Simon’s experience in teaching and doing diplomacy has shown him the value of networks and the importance of activities that build them. Simple icebreaker-type activities or ‘e-tivities’, if well designed, can engage students and build community online in groups ranging from half-a-dozen postgraduates to a MOOC cohort of thousands. OLCs can lead to a flattened educational hierarchy. Some, although not all, disabled students can engage better online, and maintaining physical distance clearly represents less of a challenge. Time differences may be problematic, although such activities do not have to be wholly synchronous. 

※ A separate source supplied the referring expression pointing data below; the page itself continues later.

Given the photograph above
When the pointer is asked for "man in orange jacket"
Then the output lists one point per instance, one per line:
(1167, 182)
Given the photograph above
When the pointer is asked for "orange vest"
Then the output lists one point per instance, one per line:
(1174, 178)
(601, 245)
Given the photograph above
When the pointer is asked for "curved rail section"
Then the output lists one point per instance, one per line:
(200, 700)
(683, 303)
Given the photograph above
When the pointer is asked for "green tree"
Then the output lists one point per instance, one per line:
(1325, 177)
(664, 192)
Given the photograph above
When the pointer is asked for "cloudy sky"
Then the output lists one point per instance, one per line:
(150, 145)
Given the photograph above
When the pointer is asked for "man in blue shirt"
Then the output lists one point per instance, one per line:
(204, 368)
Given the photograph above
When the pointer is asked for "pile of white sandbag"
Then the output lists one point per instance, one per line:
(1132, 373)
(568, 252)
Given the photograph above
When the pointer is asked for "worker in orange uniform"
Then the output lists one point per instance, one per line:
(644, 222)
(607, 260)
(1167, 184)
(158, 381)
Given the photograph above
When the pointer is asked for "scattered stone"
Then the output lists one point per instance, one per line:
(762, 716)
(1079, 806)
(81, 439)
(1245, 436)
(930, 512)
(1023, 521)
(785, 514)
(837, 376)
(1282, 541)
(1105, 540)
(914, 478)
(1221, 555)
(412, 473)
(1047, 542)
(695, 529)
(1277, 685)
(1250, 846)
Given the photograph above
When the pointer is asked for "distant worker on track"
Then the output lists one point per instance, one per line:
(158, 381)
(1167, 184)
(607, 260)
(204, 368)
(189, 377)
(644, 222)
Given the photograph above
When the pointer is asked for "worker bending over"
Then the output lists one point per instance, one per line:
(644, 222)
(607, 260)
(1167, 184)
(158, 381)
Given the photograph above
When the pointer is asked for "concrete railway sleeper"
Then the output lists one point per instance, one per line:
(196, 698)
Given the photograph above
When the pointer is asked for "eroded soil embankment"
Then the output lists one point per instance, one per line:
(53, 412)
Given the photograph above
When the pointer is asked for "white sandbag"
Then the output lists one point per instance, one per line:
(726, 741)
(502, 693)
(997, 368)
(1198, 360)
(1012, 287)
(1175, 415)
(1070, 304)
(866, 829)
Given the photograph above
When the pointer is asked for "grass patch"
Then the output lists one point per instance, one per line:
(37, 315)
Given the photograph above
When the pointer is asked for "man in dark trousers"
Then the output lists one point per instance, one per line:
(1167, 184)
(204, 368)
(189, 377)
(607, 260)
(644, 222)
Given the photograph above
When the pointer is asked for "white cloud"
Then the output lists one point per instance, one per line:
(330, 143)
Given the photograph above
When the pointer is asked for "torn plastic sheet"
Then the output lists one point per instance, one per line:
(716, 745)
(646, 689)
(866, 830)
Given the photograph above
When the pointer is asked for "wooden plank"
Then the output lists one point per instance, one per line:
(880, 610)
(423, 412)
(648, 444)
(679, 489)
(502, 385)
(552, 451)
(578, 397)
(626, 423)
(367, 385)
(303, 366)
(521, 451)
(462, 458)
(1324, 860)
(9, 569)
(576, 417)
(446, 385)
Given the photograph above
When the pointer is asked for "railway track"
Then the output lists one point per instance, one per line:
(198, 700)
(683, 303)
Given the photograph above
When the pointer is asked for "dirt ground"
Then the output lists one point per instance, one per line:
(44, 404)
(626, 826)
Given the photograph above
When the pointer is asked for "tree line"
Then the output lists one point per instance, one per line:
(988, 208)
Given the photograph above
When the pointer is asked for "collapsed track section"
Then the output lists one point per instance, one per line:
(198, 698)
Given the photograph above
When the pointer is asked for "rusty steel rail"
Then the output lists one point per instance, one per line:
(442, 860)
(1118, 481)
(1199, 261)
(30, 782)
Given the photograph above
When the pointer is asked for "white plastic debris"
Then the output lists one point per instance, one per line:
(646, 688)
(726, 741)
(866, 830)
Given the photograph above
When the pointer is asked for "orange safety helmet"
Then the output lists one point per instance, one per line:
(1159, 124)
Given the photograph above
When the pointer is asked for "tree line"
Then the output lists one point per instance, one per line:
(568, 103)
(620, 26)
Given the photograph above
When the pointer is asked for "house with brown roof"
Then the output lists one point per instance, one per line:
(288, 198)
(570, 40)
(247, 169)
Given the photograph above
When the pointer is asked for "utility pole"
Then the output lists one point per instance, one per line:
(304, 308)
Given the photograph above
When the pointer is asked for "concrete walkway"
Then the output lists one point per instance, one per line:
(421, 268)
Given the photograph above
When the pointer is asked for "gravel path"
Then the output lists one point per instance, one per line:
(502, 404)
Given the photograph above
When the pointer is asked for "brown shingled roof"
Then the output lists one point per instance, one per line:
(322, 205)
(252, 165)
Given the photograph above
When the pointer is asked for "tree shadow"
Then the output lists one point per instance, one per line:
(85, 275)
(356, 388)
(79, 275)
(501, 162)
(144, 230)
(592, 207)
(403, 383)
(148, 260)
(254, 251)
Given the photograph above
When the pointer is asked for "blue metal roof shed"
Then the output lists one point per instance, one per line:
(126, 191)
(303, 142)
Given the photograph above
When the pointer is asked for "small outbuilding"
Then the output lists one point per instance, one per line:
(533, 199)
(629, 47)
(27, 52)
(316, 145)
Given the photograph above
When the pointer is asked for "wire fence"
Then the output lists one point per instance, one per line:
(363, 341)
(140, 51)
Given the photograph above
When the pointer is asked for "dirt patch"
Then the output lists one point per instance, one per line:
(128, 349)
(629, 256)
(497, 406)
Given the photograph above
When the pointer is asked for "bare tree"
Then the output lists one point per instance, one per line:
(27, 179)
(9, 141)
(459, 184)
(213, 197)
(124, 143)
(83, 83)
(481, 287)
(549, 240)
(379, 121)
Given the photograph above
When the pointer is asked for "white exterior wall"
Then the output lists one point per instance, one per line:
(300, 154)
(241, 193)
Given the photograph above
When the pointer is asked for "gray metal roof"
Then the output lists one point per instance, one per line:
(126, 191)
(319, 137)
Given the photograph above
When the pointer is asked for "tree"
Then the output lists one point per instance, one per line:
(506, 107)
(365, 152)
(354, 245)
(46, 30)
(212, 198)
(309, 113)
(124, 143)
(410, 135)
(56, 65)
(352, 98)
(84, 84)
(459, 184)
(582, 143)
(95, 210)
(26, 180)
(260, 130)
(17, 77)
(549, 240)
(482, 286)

Much of the discussion on OLCs focused on the needs of particular groups of students – such as those on the autism spectrum or diagnosed with ADHD – and how they can be encouraged to feel part of such an online community. Simon has had positive feedback from members of both of these groups. Others discussed examples of activities that work well in building community. One participant spoke particularly enthusiastically about students’ responses to one of Diana’s examples: peer review. Reservations were expressed about conventional icebreakers – they can feel frivolous, and a modular programme can involve too many icebreakers. Task-, subject- and course -focused icebreakers can be equally productive in forming relationships and communities, and at the same time feel more relevant.

The shape of the 2020-21 academic year is perhaps becoming clearer in outline – mainly, a shift towards  doing more online – while still murky in detail. It is very encouraging to know that so much work is going into developing engaging activities that students will benefit from in the ‘new normal’, whatever form that takes. Hopefully the best of these changes to practice will continue long after COVID-19 has passed into history.